External Context Review

No external research was needed or conducted to understand this paper

Conceptual Walkthrough:

Authors devised controlled experiments focusing on two tasks:

Multi-document Question Answering: Models receive multiple documents, only one containing the answer to a given question. Researchers systematically vary the position of the answer-containing document within the input context.

Key-Value Retrieval: A simplified task where models need to extract the value corresponding to a specific key from a JSON object. The position of the key-value pair is manipulated within the input.

Key Findings:

The U-shaped Performance Curve: A consistent finding across both tasks is the emergence of a U-shaped performance curve. Model accuracy is generally higher when the relevant information is at the beginning (primacy bias) or the end (recency bias) of the input context. Performance significantly deteriorates when models need to access information in the middle of the context. This pattern suggests that current long-context language models do not robustly utilize the entirety of their input context.

Extended Context Doesn’t Guarantee Better Performance: Interestingly, extended-context models (those with larger maximum context window sizes) do not consistently outperform their standard counterparts. This suggests that simply increasing the context window size might not be sufficient for improving the effective utilization of long contexts.

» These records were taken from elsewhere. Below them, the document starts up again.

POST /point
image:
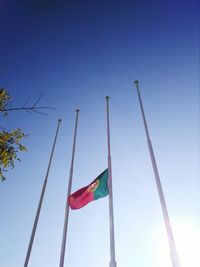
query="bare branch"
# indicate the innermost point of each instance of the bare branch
(26, 102)
(36, 111)
(37, 101)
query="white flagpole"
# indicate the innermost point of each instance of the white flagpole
(66, 219)
(113, 263)
(173, 252)
(40, 201)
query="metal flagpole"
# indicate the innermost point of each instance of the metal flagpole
(64, 237)
(173, 252)
(40, 201)
(113, 263)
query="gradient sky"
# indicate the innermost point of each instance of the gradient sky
(77, 52)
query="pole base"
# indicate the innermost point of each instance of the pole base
(113, 264)
(175, 259)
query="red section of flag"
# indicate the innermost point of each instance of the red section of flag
(81, 198)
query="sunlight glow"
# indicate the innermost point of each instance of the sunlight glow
(187, 238)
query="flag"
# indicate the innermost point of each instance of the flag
(95, 190)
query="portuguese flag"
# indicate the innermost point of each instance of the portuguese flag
(95, 190)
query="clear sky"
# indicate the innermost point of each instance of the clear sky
(77, 52)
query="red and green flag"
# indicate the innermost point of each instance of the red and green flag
(95, 190)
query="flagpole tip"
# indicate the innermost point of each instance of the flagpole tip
(136, 81)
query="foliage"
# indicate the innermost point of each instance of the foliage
(9, 147)
(10, 142)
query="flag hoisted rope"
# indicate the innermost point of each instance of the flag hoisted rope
(173, 252)
(65, 227)
(113, 263)
(40, 201)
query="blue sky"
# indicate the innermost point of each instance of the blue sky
(77, 53)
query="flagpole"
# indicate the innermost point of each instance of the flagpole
(113, 263)
(40, 201)
(66, 219)
(173, 252)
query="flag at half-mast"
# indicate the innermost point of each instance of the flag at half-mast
(95, 190)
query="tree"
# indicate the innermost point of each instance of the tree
(10, 141)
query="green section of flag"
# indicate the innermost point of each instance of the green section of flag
(102, 189)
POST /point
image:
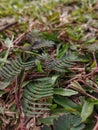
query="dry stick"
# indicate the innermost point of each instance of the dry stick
(96, 126)
(8, 25)
(22, 118)
(16, 95)
(19, 39)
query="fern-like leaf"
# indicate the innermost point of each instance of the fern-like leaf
(59, 65)
(12, 69)
(35, 96)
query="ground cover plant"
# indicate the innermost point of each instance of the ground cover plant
(49, 65)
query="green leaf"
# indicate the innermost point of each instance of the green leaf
(49, 120)
(62, 50)
(64, 92)
(39, 67)
(67, 122)
(87, 110)
(67, 104)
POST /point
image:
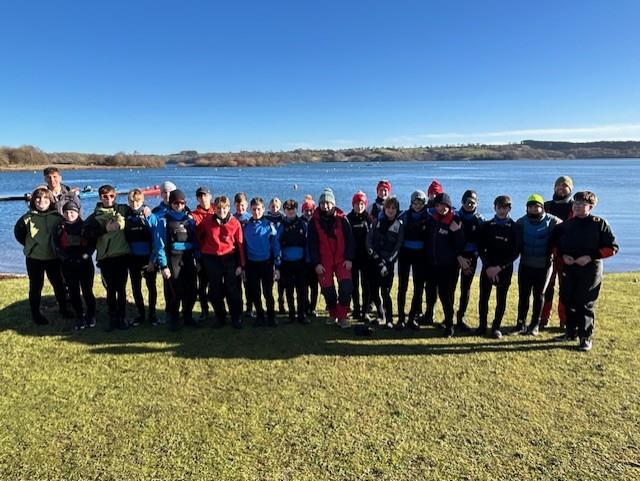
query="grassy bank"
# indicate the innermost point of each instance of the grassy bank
(314, 402)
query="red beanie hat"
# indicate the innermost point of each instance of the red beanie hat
(308, 203)
(435, 188)
(359, 196)
(384, 183)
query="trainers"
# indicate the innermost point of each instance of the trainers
(585, 344)
(480, 331)
(533, 331)
(463, 327)
(518, 329)
(564, 337)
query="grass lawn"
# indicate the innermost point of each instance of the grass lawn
(315, 402)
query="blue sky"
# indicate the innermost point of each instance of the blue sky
(159, 76)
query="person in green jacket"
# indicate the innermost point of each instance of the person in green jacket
(105, 228)
(35, 230)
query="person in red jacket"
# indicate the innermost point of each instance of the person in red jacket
(332, 248)
(222, 250)
(204, 209)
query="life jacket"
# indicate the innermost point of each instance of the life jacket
(179, 236)
(535, 241)
(137, 228)
(293, 234)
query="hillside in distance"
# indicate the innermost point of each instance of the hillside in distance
(28, 156)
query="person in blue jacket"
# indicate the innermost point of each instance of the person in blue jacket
(262, 252)
(412, 258)
(535, 230)
(292, 235)
(175, 249)
(138, 230)
(468, 259)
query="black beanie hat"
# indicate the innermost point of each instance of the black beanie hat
(443, 198)
(176, 195)
(70, 205)
(469, 194)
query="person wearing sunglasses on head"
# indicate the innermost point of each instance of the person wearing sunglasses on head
(106, 228)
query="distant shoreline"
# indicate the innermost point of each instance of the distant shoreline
(27, 157)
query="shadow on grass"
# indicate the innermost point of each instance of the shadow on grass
(284, 342)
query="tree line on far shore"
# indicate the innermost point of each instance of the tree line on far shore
(28, 155)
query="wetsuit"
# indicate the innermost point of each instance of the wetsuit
(580, 286)
(498, 245)
(360, 226)
(412, 259)
(292, 235)
(442, 247)
(383, 245)
(561, 207)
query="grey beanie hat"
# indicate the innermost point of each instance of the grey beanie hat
(327, 196)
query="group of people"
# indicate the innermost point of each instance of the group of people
(210, 254)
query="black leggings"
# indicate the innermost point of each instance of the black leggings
(531, 279)
(35, 270)
(138, 270)
(502, 288)
(442, 280)
(311, 287)
(293, 278)
(410, 260)
(78, 275)
(359, 276)
(114, 272)
(381, 291)
(260, 282)
(465, 285)
(223, 282)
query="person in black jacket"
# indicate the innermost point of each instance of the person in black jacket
(74, 253)
(562, 207)
(582, 242)
(383, 245)
(444, 243)
(498, 248)
(471, 222)
(360, 225)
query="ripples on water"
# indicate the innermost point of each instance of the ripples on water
(614, 181)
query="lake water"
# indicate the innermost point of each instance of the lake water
(614, 181)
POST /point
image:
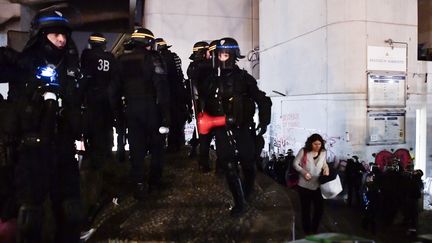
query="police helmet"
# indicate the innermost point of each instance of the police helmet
(142, 36)
(49, 22)
(97, 39)
(46, 22)
(212, 51)
(160, 44)
(229, 45)
(199, 50)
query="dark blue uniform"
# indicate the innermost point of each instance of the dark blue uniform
(100, 69)
(144, 85)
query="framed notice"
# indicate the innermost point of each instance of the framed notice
(386, 127)
(386, 90)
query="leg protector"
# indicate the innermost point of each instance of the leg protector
(235, 186)
(30, 220)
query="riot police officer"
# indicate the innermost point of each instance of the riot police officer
(144, 85)
(198, 71)
(48, 125)
(99, 69)
(178, 92)
(233, 94)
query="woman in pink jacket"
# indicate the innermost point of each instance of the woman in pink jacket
(310, 162)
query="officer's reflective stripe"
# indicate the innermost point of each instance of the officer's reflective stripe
(49, 96)
(141, 35)
(53, 19)
(199, 47)
(97, 39)
(227, 47)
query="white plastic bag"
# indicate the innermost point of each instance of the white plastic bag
(331, 188)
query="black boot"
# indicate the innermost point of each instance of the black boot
(139, 192)
(249, 187)
(236, 189)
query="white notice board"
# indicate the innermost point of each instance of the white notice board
(386, 90)
(386, 127)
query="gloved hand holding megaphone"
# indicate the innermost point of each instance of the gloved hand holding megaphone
(206, 122)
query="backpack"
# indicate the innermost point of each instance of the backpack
(292, 176)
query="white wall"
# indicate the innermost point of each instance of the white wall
(315, 52)
(183, 22)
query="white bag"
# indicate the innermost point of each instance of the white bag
(331, 188)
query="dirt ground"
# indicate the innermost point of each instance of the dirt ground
(194, 207)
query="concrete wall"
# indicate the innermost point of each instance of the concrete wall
(315, 52)
(183, 22)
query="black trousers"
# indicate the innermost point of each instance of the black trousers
(48, 170)
(176, 136)
(242, 140)
(312, 209)
(98, 132)
(143, 121)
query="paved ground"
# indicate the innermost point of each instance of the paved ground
(194, 207)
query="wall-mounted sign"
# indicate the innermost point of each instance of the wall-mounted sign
(386, 90)
(386, 127)
(386, 58)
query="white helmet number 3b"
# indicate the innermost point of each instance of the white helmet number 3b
(103, 65)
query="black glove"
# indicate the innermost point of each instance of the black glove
(261, 129)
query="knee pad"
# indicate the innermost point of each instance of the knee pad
(30, 220)
(72, 212)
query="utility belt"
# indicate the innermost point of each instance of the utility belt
(8, 152)
(33, 140)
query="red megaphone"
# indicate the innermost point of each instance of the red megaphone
(207, 122)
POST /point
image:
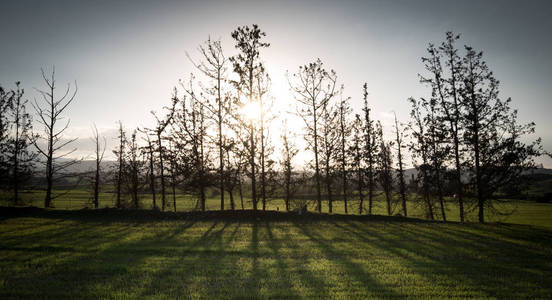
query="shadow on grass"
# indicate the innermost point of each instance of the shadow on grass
(255, 258)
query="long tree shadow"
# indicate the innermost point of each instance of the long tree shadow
(98, 271)
(351, 269)
(444, 258)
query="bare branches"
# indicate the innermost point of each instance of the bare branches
(50, 113)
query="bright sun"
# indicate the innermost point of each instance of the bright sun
(251, 111)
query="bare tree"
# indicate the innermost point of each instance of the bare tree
(149, 149)
(344, 132)
(133, 169)
(329, 142)
(248, 67)
(213, 65)
(6, 104)
(371, 149)
(400, 146)
(385, 174)
(313, 87)
(120, 154)
(289, 151)
(50, 113)
(20, 159)
(356, 153)
(99, 154)
(158, 131)
(419, 147)
(189, 136)
(492, 136)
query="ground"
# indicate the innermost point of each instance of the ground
(114, 254)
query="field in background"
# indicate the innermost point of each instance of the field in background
(56, 257)
(520, 212)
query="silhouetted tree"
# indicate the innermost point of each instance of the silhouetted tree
(400, 145)
(289, 151)
(6, 104)
(158, 131)
(419, 148)
(190, 135)
(329, 142)
(133, 169)
(385, 173)
(49, 114)
(99, 154)
(438, 149)
(371, 149)
(213, 64)
(19, 158)
(357, 157)
(491, 133)
(120, 165)
(247, 66)
(149, 150)
(344, 133)
(313, 87)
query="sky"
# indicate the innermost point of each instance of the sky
(126, 56)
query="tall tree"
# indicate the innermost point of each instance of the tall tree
(344, 132)
(149, 150)
(371, 145)
(120, 165)
(492, 135)
(6, 103)
(190, 138)
(385, 174)
(400, 146)
(452, 108)
(419, 147)
(313, 87)
(329, 142)
(162, 124)
(247, 66)
(444, 113)
(289, 151)
(213, 64)
(438, 149)
(99, 154)
(20, 158)
(50, 112)
(133, 169)
(357, 157)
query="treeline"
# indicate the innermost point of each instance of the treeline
(464, 139)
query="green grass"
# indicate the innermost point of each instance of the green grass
(521, 212)
(52, 256)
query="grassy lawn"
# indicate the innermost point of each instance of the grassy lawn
(49, 255)
(521, 212)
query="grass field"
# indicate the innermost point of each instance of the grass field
(83, 254)
(520, 211)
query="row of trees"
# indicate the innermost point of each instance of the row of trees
(464, 139)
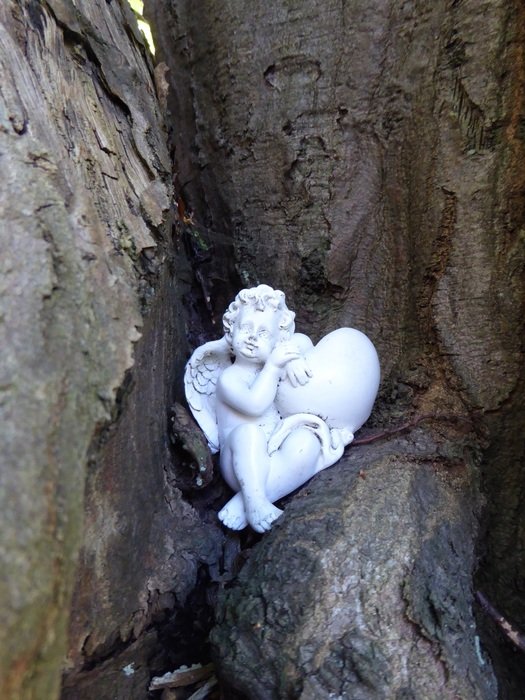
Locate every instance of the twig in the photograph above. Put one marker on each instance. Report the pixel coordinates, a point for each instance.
(409, 424)
(508, 630)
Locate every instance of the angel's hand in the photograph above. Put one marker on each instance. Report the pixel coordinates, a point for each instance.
(298, 372)
(283, 354)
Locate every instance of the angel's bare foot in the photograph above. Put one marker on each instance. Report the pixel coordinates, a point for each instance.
(262, 514)
(233, 514)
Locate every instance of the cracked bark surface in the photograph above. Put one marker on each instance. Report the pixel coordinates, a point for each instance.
(91, 336)
(365, 157)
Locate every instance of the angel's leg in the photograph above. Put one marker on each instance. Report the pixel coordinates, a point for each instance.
(293, 464)
(246, 465)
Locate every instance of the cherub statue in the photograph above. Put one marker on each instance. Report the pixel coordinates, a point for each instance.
(278, 409)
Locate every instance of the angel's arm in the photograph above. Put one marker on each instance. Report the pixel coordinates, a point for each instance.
(298, 371)
(254, 399)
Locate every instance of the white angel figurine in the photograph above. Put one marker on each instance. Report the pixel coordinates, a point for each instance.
(278, 409)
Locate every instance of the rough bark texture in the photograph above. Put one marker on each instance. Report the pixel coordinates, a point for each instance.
(87, 269)
(366, 157)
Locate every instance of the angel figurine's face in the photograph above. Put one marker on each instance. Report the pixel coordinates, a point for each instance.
(255, 334)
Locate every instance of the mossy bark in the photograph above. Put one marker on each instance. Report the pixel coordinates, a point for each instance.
(91, 335)
(365, 157)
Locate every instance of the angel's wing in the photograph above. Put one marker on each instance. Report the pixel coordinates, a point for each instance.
(202, 371)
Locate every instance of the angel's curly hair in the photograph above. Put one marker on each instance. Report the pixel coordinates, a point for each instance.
(260, 298)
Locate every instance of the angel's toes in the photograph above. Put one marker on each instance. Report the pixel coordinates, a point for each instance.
(262, 518)
(233, 517)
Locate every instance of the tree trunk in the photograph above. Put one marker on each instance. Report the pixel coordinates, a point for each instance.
(366, 157)
(92, 345)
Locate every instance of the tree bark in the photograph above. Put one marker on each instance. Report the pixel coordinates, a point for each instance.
(91, 336)
(366, 158)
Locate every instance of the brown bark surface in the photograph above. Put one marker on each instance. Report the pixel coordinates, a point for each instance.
(366, 157)
(91, 334)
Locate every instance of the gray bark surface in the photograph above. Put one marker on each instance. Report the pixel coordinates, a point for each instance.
(91, 335)
(366, 157)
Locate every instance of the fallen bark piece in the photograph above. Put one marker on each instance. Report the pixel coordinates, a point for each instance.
(182, 676)
(204, 690)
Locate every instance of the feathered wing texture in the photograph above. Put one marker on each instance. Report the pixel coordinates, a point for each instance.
(200, 379)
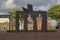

  • Decoder-only models more vulnerable to this phenomenon, encoder-decoder models more resilient
  • Comparing a base language model (MPT-30B) with its instruction-tuned counterpart (MPT-30B-instruct), both models exhibit the U-shaped curve, although the performance disparity between best and worst-case scenarios is slightly reduced
  • Solutions: organize information before feeding it to model. Preprocessing input to give it structure and “roadmap”.
    • Effective Reranking: position relevant information closer to the beginning of the input, leveraging observed primacy bias in the models
    • Ranked List Truncation: truncate the ranked list of retrieved documents, retrieving fewer documents where appropriate
    • QueryAware Contextualization: Place query both before and after the data that is to be processed
    • Understanding of Imhpact of Model Scale and Fine-Tuning: Analysis of Llama-2 models reveals that the U-shaped performance curve is more pronounced in larger language models (13B and 60B) compared to smaller models (7B)

Conclusion:

This paper examines how well language models use long input contexts and finds they struggle to access information in the middle of these contexts. This is evident in the consistent U-shaped performance curve observed across tasks, where accuracy is high when relevant information is at the beginning or end (primacy and recency bias) but drops significantly when it’s in the middle.

This has implications for real-world applications like question answering and information retrieval. The paper suggests further research on:

  • Optimizing model architecture for long contexts
  • Refining query-aware contextualization techniques
  • Developing fine-tuning strategies to address positional biases

The research highlights the need for new evaluation methods that assess the robustness of long-context models to variations in the position of relevant information.